Anders und Julius

Sie sind Brüder, Bauern, unverheiratet und leben auf dem Elternhof, wo sie geboren sind, in Jütland, Dänemark  ■ Fotos: Nicolai Howalt/Ragnarok, Text:
Søren Ryge Petersen

Jeden Morgen und jeden Abend, den ganzen Sommer lang, geht Anders an den Pflaumenbäumen vorbei und ruft nach den Kühen: „Bosch, bosch, bosch!“ schreit er so laut, daß man es unten auf der Wiese hören kann. Dann wartet er, bis die Kühe auftauchen. Er beobachtet ihr Verhalten genau. „Es ist doch merkwürdig, daß die Schwarzweiße vor der Roten geht. Normalerweise geht sie immer hinter ihr“, stellt er fest, als er dieses Bild sieht.

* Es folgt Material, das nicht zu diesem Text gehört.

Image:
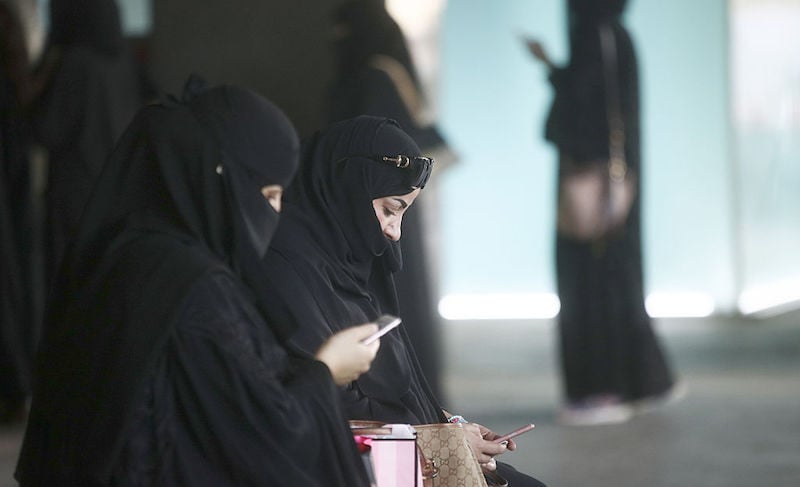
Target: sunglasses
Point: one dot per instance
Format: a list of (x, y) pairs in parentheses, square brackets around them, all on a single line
[(421, 165)]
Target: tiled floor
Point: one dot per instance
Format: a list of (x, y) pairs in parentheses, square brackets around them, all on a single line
[(738, 426)]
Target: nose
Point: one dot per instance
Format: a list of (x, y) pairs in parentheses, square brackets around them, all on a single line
[(392, 231)]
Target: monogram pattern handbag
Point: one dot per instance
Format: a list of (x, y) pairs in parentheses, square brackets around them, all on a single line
[(446, 446)]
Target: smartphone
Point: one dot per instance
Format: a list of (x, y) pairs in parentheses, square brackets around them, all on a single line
[(514, 433), (385, 323)]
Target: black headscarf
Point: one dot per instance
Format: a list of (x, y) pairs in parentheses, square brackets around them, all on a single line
[(336, 186), (162, 215), (331, 267), (90, 23)]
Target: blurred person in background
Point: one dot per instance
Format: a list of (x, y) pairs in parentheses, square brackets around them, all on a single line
[(16, 221), (93, 89), (612, 363)]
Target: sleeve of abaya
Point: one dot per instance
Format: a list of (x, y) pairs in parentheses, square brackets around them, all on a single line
[(293, 302), (266, 418), (577, 121)]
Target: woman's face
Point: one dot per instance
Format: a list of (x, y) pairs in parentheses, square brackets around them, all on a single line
[(273, 194), (390, 211)]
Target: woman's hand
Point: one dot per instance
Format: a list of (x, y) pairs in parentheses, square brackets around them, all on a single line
[(346, 356), (479, 438), (538, 51)]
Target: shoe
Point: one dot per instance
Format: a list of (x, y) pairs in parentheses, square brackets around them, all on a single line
[(597, 410), (674, 394)]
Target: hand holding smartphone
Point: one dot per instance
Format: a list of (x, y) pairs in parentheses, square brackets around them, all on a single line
[(516, 432), (385, 323)]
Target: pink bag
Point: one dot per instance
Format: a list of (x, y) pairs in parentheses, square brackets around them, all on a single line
[(396, 459)]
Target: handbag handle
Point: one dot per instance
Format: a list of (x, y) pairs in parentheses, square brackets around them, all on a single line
[(617, 167)]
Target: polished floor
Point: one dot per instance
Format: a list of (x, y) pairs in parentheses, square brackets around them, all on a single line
[(738, 426)]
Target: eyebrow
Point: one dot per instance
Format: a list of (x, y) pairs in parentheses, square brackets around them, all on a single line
[(403, 204)]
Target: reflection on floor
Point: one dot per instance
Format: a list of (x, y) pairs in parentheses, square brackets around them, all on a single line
[(738, 426)]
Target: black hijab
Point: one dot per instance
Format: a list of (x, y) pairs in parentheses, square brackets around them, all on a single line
[(330, 266), (90, 23), (162, 215)]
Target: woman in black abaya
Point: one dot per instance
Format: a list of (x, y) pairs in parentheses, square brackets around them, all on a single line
[(611, 359), (93, 91), (156, 366), (376, 76), (332, 262)]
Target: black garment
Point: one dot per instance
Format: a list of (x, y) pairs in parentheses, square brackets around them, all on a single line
[(329, 259), (92, 96), (117, 341), (17, 295), (330, 267), (606, 339), (376, 76), (193, 421)]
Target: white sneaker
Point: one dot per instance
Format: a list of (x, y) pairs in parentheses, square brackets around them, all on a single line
[(675, 393), (595, 411)]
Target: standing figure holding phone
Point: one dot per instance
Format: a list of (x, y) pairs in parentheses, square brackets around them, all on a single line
[(610, 357), (332, 262)]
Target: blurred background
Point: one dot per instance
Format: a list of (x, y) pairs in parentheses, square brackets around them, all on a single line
[(720, 82)]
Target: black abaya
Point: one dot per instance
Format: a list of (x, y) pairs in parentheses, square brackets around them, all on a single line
[(92, 96), (330, 266), (156, 366), (606, 339), (372, 47)]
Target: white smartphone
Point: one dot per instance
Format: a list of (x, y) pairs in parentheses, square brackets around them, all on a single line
[(385, 323), (514, 433)]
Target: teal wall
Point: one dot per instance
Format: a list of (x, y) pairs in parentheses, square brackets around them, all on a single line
[(498, 204)]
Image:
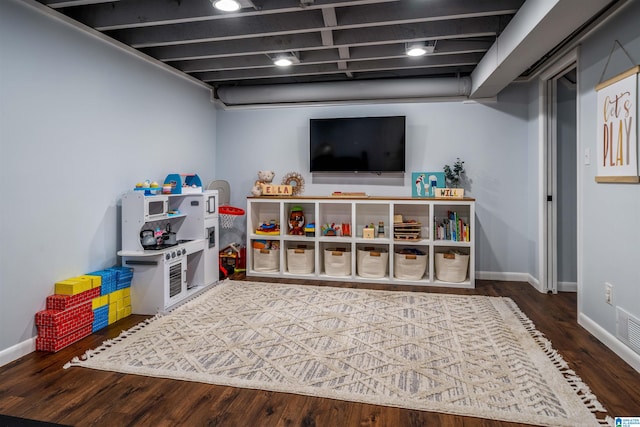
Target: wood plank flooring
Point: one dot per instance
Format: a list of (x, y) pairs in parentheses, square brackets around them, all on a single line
[(37, 387)]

Eine Kuh hat vier Zitzen, und Anders hat sieben Kühe, die selbstverständlich auch Julius gehören. Jeden Morgen wäscht er die 28 Zitzen in lauwarmem Wasser und schaut nach, ob alles in Ordnung ist. Dann melkt er. 20.380mal im Jahr berührt er die Kuhzitzen, und jede kleine Veränderung an ihrer Oberfläche und Temperatur wird genau registriert, weil sie eine große Bedeutung hat. Für die Kuh, für die Milch und für Anders.

Die unerheirateten Brüder Julius und Anders wohnen auf dem alten Elternhof, wo sie geboren sind. Seit 65 Jahren arbeiten sie jeden Tag zusammen. Julius auf dem Traktor, Anders hinten auf dem Anhänger, der Hund daneben und die Kühe dahinter. Ihr Leben und ihr bäuerlicher Alltag verlaufen ohne äußerliche Dramatik, aber sie sind von großer Intensität.

Falls Anders eine Binde auf die Augen bekäme. man ihn in den Stall führte und zehnmal herumdrehte und ihn danach eine Zitze berühren lassen würde, wüßte er sofort, welche der Kühe er berührt, wann sie zuletzt krank war, ob sie nach links oder rechts treten würde, wieviel Milch sie an dem Tag letztes Jahr gab, als er die großen Schmerzen im Rücken und im Bein hatte und er es kaum schaffte, sie zu melken.

Anders ist ein hübscher Mann, sagen die Leute. Julius sagt von sich selbst: Ich bin häßlich. Er sieht nicht, daß sich die Sonne des Sommers und die ganze Lust und Last des Lebens in seinem Gesicht spiegeln. Er schaut nie in den Spiegel. Außer an dem Tag, als der Bauch immer dicker wurde. Darmverschluß. Julius wurde unter lokaler Betäubung operiert. Zwei Tage danach ist er nach Hause gefahren. So konnte er bei der Ernte dabeisein.

Hier am Küchenfenster sitzen sie jeden Tag. Morgens, mittags, abends und manchmal zwischendurch. Der Baum vor dem Fenster wächst immer weiter. Wenn er zu groß wird, schneiden sie ihn ab. Jeden Morgen und jeden Abend holen sie einen Eimer voll Getreide aus der Scheune. Schließen die Scheunentür, damit die Tauben nicht hereinfliegen, und leeren den Eimer im Stall bei den Kühen aus. Vor vielen Jahren bekam Julius ein paar Taubenkücken. Inzwischen sind es dreihundert. Anders schimpft über den Taubendreck. Julius schimpft über Anders, weil der über seine Tauben schimpft.

In diesem Schlafzimmer hat früher die Mutter geschlafen. Hier starb sie vor 15 Jahren. Jetzt schläft Julius hier, neben ihm der Hund. Anders schläft oben in der Kammer. Julius ist müde, verdammt müde. Die ganze Zeit hat er Lust, sich hinzulegen. Es tut ihm im Bauch weh, in den Armen, in den Beinen. Nach jeder Arbeit bekommt er Lust, sich hinzulegen.